Looking for books to download is tedious — the app dumps you to a web page, rather than letting you browse inside the app.

I created an account, which is perfectly reasonable. While B&N has trumpeted its partnership with Google Books, there is no easy way to find those books. They are returned as part of a search inquiry, but the B&N app is a cumbersome way to explore Google’s holdings.

I found a random out-of-copyright scanned edition of Huckleberry Finn, and clicked the link to download the free file, but I found a screen that asked for my credit card information.

My credit card. To download a free book.

Since there is no way to share or export annotations, the implementation is only slightly more beneficial than no annotations at all.
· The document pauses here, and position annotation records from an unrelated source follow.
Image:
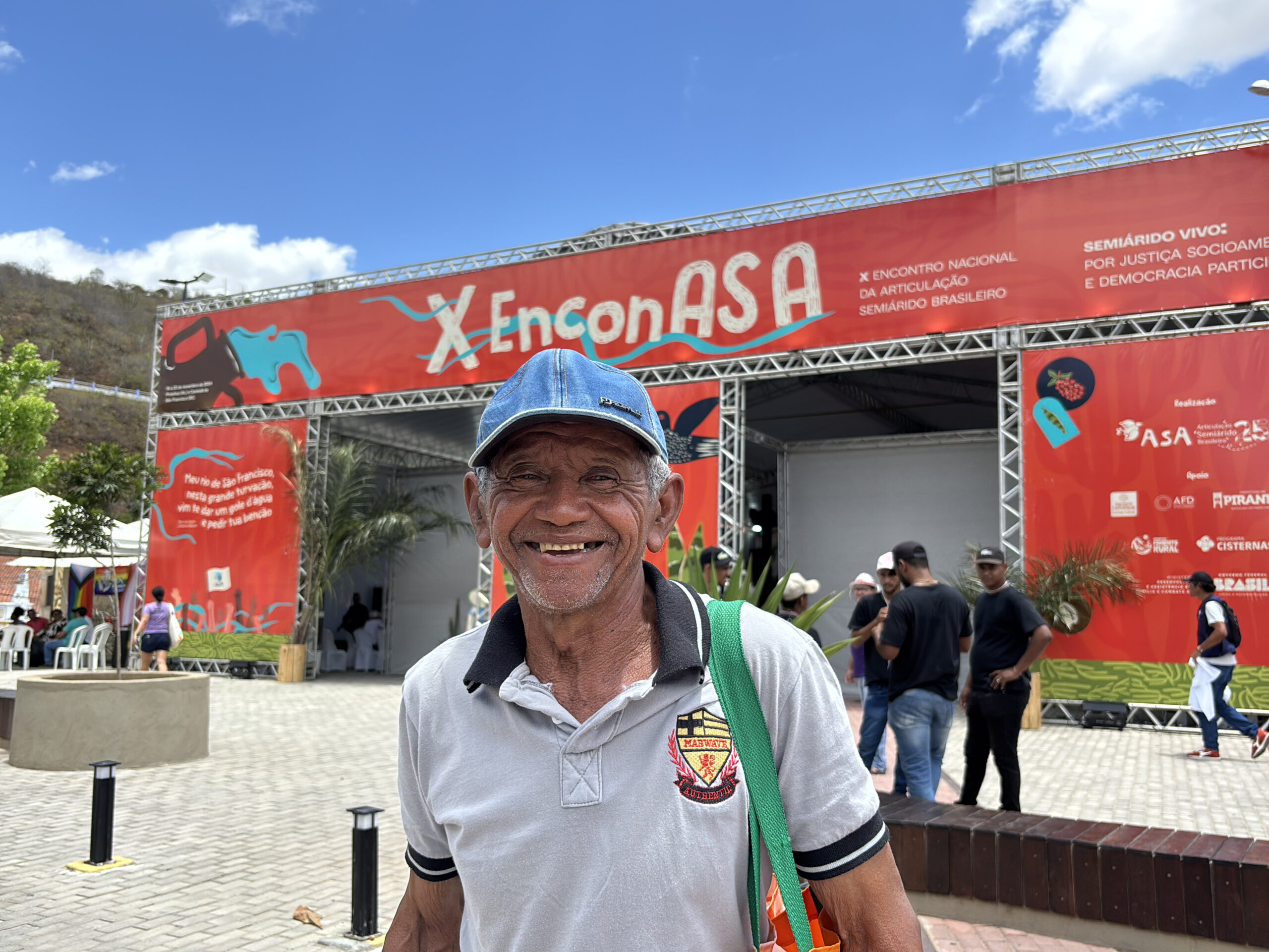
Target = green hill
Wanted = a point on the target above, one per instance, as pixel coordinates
(97, 332)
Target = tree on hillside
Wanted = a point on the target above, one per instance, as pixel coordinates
(26, 415)
(98, 487)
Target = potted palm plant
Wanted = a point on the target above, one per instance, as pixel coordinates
(1065, 587)
(350, 525)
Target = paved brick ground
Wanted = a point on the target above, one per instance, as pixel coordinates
(1132, 776)
(951, 936)
(226, 848)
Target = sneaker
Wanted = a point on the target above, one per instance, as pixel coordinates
(1259, 743)
(1205, 754)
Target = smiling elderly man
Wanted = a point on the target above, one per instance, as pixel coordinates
(546, 801)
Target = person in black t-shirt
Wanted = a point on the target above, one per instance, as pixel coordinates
(1009, 636)
(868, 620)
(925, 631)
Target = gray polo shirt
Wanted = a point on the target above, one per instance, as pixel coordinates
(631, 829)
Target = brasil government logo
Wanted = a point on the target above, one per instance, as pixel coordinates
(705, 757)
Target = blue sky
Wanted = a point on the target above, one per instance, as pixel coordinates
(345, 136)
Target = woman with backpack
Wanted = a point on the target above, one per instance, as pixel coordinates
(1218, 639)
(157, 623)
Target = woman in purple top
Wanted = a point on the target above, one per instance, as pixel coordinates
(155, 639)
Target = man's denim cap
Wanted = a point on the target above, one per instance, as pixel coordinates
(565, 385)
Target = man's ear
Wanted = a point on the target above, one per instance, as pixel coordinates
(668, 507)
(476, 510)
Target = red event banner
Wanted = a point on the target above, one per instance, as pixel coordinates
(224, 530)
(1170, 234)
(1165, 447)
(690, 415)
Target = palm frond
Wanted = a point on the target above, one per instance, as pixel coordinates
(1084, 575)
(350, 521)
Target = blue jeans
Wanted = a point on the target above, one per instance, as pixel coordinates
(872, 733)
(1224, 710)
(922, 722)
(50, 648)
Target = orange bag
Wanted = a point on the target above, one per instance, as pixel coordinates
(821, 924)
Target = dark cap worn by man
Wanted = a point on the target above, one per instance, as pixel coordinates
(717, 564)
(556, 788)
(925, 631)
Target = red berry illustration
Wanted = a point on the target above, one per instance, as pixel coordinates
(1069, 389)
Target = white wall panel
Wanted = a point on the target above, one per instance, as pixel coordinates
(425, 583)
(847, 507)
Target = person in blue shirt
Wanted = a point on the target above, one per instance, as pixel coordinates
(1216, 648)
(73, 626)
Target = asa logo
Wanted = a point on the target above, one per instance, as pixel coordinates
(1134, 430)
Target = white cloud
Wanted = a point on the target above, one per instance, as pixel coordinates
(9, 55)
(989, 16)
(272, 14)
(69, 172)
(1097, 53)
(1018, 44)
(232, 253)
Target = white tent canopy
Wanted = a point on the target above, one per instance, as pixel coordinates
(24, 526)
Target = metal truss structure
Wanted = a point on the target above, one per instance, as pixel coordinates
(933, 438)
(221, 666)
(316, 458)
(1150, 150)
(1007, 344)
(733, 513)
(91, 388)
(1161, 718)
(1009, 433)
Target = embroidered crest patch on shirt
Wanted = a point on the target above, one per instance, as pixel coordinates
(705, 757)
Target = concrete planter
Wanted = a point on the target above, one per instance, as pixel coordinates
(66, 722)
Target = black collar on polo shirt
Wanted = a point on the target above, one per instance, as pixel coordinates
(682, 622)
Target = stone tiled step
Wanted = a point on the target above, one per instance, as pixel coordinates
(1155, 880)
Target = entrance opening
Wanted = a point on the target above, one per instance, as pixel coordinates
(424, 594)
(841, 467)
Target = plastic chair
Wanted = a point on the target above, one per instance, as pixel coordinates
(71, 646)
(7, 635)
(16, 640)
(92, 653)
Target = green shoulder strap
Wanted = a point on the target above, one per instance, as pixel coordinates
(740, 706)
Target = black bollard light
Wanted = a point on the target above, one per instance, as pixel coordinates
(102, 840)
(366, 871)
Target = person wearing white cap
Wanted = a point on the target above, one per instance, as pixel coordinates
(796, 600)
(861, 588)
(868, 618)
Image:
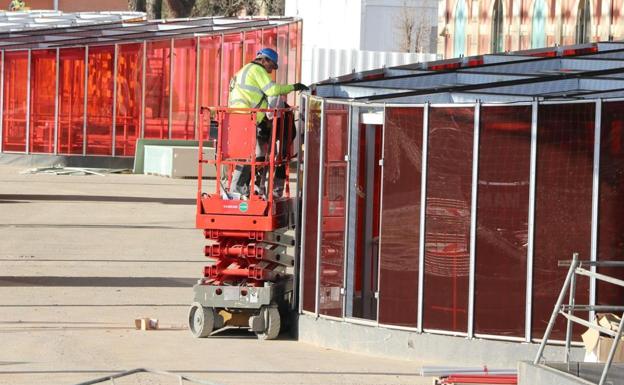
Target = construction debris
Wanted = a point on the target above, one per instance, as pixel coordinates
(60, 170)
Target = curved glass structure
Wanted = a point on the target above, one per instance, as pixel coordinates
(94, 90)
(463, 183)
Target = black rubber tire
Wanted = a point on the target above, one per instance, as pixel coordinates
(273, 324)
(201, 320)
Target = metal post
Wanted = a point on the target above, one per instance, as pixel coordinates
(381, 192)
(196, 125)
(2, 102)
(144, 64)
(595, 201)
(423, 208)
(551, 322)
(531, 224)
(616, 343)
(56, 101)
(300, 268)
(171, 73)
(571, 301)
(28, 101)
(473, 219)
(345, 252)
(86, 97)
(319, 230)
(114, 131)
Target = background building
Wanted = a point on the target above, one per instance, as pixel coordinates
(358, 35)
(77, 5)
(473, 27)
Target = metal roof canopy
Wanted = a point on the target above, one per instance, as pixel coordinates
(122, 30)
(587, 71)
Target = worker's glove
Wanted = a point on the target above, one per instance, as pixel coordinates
(300, 87)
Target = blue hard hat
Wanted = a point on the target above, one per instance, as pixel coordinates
(269, 54)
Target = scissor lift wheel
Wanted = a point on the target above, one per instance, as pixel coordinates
(201, 320)
(272, 324)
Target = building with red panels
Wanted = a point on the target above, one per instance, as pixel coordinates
(93, 90)
(439, 197)
(474, 27)
(78, 5)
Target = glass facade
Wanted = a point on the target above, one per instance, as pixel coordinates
(100, 99)
(550, 171)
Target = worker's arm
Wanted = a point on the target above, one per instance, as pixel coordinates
(268, 86)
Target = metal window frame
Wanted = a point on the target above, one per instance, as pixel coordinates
(114, 128)
(2, 104)
(86, 105)
(196, 125)
(56, 101)
(304, 200)
(473, 220)
(319, 233)
(171, 76)
(423, 209)
(143, 88)
(345, 249)
(531, 224)
(595, 216)
(381, 192)
(28, 91)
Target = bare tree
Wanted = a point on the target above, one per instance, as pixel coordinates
(412, 29)
(180, 8)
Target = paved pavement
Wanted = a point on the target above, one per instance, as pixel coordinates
(82, 256)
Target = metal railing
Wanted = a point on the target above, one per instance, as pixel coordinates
(577, 267)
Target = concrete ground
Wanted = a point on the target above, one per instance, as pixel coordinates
(82, 256)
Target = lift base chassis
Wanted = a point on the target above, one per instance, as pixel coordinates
(241, 297)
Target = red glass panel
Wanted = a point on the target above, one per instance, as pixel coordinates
(502, 220)
(157, 79)
(232, 62)
(610, 226)
(71, 100)
(333, 208)
(209, 71)
(447, 234)
(43, 100)
(252, 44)
(129, 79)
(565, 143)
(400, 217)
(293, 37)
(184, 74)
(269, 40)
(100, 101)
(15, 101)
(282, 50)
(313, 127)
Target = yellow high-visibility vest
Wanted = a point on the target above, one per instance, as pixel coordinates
(251, 86)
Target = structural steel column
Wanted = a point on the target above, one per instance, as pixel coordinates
(28, 102)
(304, 198)
(595, 204)
(473, 219)
(531, 224)
(319, 228)
(56, 103)
(86, 97)
(423, 207)
(115, 60)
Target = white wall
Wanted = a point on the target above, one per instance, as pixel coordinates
(351, 25)
(380, 20)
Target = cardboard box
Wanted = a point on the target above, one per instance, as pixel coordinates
(146, 323)
(597, 346)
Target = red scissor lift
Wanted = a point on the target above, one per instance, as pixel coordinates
(249, 284)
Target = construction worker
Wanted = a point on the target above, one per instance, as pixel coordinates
(16, 5)
(250, 88)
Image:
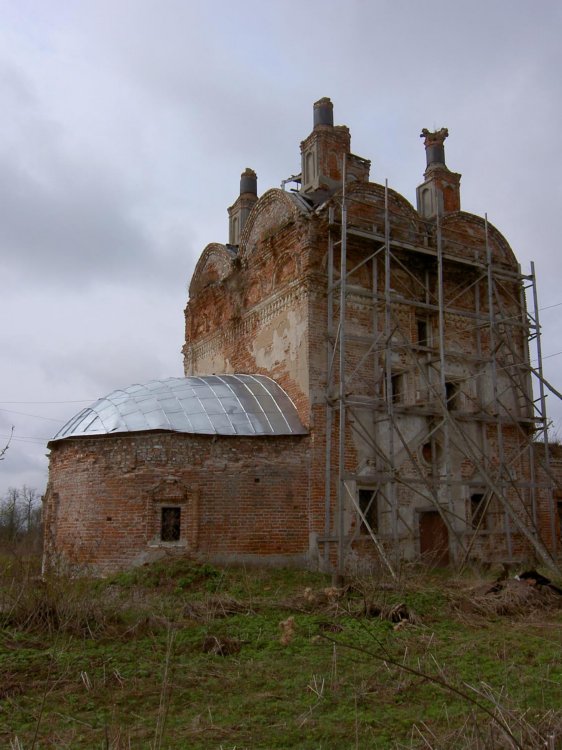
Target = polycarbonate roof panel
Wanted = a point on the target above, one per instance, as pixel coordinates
(205, 405)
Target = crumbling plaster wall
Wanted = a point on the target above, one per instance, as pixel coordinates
(254, 318)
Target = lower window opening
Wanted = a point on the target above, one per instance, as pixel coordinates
(368, 506)
(170, 526)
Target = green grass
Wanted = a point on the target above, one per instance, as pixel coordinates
(120, 663)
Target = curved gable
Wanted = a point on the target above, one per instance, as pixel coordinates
(473, 230)
(214, 265)
(273, 210)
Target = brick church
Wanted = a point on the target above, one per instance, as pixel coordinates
(357, 392)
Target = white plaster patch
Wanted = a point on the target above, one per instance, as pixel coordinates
(284, 342)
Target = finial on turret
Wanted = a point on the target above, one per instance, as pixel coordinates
(434, 142)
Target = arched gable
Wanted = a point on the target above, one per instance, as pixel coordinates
(473, 229)
(273, 210)
(215, 264)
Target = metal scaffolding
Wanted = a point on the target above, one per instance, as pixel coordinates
(420, 427)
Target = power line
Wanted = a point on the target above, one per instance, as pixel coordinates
(34, 416)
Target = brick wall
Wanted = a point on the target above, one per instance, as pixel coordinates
(242, 498)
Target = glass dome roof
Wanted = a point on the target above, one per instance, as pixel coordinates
(205, 405)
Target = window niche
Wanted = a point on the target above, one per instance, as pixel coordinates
(422, 332)
(477, 510)
(170, 523)
(452, 395)
(397, 387)
(368, 504)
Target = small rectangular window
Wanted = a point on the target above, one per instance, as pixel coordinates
(368, 506)
(397, 387)
(452, 395)
(422, 332)
(477, 508)
(170, 525)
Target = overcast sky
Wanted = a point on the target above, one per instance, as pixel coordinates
(125, 125)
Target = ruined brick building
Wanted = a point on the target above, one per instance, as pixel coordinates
(358, 390)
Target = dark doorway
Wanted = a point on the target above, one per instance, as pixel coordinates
(434, 538)
(170, 530)
(368, 505)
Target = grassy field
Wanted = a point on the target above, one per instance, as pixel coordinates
(186, 655)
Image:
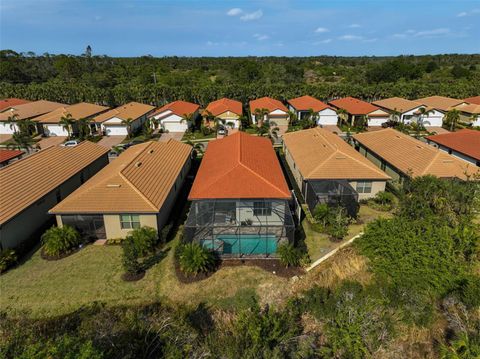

I was a bit thrown by the non-standard keyboard that popped up as I tried to sign in. There is an underscore in my login name, and the standard iPad keyboard requires me to type four characters to insert it and return to the alphabet keyboard. The soft keyboard in the BN reader mover the underscore, which meant in had to hunt quite a bit to find it, which put me in a bad mood, probably making me more likely to give up when I hit the credit card screen.

I actually like where BN put the underscore better than where Apple put it, but you can’t go around changing interface details without paying for it somewhere.

This app was not ready when the iPad rolled out, it is not as well designed as either the iBook or the Kindle app, and the website hides the free ebooks. Plus, the marketing palaver tries to make an emotional connection with the reader’s memories of B & N as the same bookstore you grew up with.

Sorry, folks at B&N, but this me-too app will not do much to prop up your brick-and-mortar business model.